Despite those statistics, he amended the bill in committee after hearing concerns about using technology to prevent drivers from exceeding the speed limit by more than 10 mph for any reason.

The amended bill would instead require vehicles manufactured or sold in the state to be equipped with a “passive intelligent speed assist system.” The warning system would emit audio and video signals to alert drivers when they are traveling 10 miles per hour over the speed limit.

The system is to be phased in over an eight-year period. By 2029, half of all new passenger cars, commercial vehicles and buses manufactured or sold in the state would have to be equipped with the warning system. By 2032, all new vehicles would have to be equipped with the warning system.

The rule would not apply to earlier models or vehicles sold in other states.

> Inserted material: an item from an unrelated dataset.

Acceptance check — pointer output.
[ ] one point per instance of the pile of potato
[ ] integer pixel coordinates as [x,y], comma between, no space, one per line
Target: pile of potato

Because of the significant costs that would be incurred by vehicle manufacturers in setting up their own production line in California, an analysis of the bill concludes that manufacturers would be more inclined to simply switch their production for all vehicles built in the United States.

“In fact, the author is trying to exploit the purchasing power of the state to create a new standard for the nationwide industry,” the analysis states.

Todd Spencer, chairman of the Owner-Operator Independent Drivers Association, believes that driver training for all motor vehicles would further help improve highway safety.

Underrun protection

SB961, when introduced, included a requirement that every truck, trailer, or semi-trailer with a gross vehicle weight rating of over 10,000 pounds must have side underride guards. The goal was to require trucks manufactured, sold, or registered in the state to have side underride guards on both sides of the vehicle.

Wiener described the action as a “confrontational attempt” to reduce the number of traffic deaths and injuries on California’s roads.

The underrun protection requirement met with strong opposition from the transportation industry, including the California Trucking Association and OOIDA.

Doug Morris, director of state government affairs for OOIDA, said the association has shown that side underrun guards “are impractical, provide little to no safety benefit and cause major problems at many loading docks, railroad crossings and other traffic obstructions.” Morris added that the costs outweigh the benefits.

The California Trucking Association urged Wiener not to compete with, but instead support, the National Highway Traffic Safety Administration's ongoing research and legislation on the issue.

Wiener later removed the side underrun protection device.

Next, SB961 goes to the Assembly where it awaits assignment to committee. LL

More landline coverage from California News is available.